Deterministic Audit Data
Deterministic audit data is the system-of-record evidence used for audit-critical yes-or-no facts. In Finding Product-Market Fit After 3 Years of Failed Ideas, Girish Redikar argues that facts such as whether a database is encrypted, whether access was revoked after an employee left, or whether an action met an SLA should remain deterministic even as Sprinto adds AI around the compliance workflow.
Key Claims
- Audit-critical facts need reliable system data, not probabilistic model output.
- AI can safely help around those facts by reading contracts, identifying obligations, drafting analysis, or suggesting remediation under supervision.
- The concept gives Compliance Automation a practical AI boundary: automate and assist, but do not let model uncertainty replace evidence.
- It extends AI Assisted Software Development Risk into compliance, where a plausible answer is not enough if an auditor needs a verifiable fact.

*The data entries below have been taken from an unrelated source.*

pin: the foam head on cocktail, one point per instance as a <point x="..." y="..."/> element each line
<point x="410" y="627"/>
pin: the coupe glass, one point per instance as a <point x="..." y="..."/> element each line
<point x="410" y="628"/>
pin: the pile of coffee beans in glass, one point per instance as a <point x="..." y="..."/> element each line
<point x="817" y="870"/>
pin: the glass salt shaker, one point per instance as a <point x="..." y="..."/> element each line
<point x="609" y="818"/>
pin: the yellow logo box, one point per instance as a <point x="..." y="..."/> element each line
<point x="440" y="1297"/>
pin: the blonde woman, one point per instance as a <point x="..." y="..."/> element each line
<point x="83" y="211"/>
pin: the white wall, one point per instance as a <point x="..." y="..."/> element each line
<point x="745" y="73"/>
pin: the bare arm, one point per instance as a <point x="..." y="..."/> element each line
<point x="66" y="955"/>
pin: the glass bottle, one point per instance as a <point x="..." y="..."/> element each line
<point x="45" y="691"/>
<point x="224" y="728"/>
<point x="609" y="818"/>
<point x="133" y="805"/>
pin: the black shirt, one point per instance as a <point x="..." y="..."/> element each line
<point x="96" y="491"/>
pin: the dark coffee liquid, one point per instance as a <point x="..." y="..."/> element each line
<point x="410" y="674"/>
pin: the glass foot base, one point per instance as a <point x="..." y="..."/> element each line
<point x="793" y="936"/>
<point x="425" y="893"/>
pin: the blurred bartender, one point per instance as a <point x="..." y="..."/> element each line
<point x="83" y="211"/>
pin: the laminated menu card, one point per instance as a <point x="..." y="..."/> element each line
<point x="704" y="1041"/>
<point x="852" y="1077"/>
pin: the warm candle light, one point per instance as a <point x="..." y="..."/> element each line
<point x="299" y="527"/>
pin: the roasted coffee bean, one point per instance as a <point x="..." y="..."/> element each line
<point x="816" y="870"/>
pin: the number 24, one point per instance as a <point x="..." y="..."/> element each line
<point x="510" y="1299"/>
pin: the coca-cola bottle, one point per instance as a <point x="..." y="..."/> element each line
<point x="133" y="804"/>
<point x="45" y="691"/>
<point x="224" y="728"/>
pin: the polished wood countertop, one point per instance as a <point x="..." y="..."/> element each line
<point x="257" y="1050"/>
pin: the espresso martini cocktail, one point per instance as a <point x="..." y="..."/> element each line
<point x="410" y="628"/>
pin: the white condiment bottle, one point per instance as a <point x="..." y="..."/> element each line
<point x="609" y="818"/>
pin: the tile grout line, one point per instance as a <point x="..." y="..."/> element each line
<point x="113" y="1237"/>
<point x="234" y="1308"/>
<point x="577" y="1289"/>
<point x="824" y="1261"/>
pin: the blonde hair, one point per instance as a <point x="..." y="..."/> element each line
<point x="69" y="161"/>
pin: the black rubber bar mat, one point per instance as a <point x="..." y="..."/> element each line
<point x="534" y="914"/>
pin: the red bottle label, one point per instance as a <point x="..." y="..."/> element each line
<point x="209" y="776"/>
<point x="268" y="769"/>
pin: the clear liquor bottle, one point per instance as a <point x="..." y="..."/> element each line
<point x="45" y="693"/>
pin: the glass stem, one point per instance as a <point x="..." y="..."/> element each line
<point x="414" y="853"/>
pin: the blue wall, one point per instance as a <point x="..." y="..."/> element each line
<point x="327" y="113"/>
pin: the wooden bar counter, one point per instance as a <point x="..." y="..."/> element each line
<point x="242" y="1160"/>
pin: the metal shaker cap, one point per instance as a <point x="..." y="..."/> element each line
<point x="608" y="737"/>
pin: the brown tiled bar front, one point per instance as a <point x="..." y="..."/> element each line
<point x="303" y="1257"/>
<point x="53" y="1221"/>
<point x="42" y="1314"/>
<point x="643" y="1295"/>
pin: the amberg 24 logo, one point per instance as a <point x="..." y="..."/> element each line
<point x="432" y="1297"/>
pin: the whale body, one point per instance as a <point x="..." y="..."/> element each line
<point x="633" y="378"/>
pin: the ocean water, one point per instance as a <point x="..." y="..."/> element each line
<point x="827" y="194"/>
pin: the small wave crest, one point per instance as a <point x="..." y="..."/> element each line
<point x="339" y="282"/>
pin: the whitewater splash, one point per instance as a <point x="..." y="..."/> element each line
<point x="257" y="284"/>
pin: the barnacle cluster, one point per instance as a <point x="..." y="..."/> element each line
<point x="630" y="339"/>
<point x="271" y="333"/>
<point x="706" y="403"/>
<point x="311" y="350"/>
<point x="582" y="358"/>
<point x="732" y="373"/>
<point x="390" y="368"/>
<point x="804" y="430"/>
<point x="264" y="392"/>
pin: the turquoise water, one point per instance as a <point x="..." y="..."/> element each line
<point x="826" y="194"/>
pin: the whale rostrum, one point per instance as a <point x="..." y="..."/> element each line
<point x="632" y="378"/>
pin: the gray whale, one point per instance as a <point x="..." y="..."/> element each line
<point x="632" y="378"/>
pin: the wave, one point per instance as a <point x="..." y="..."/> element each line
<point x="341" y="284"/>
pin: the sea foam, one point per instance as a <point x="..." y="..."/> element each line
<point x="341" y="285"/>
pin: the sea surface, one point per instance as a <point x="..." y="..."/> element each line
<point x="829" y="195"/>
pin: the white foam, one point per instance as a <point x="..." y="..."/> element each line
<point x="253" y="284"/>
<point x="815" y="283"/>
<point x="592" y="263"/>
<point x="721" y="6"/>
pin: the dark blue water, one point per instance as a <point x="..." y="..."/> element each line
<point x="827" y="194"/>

- Deterministic facts also support SaaS Trust Moat because customers trust systems that can prove what happened.
Connections
- Sprinto and Girish Redikar - source case and speaker.
- AI Governance And Compliance - AI-era governance context.
- Compliance Automation and Service Productization - workflows where deterministic evidence matters.
- Human Judgment Under AI - adjacent claim that humans remain responsible for final risk judgment.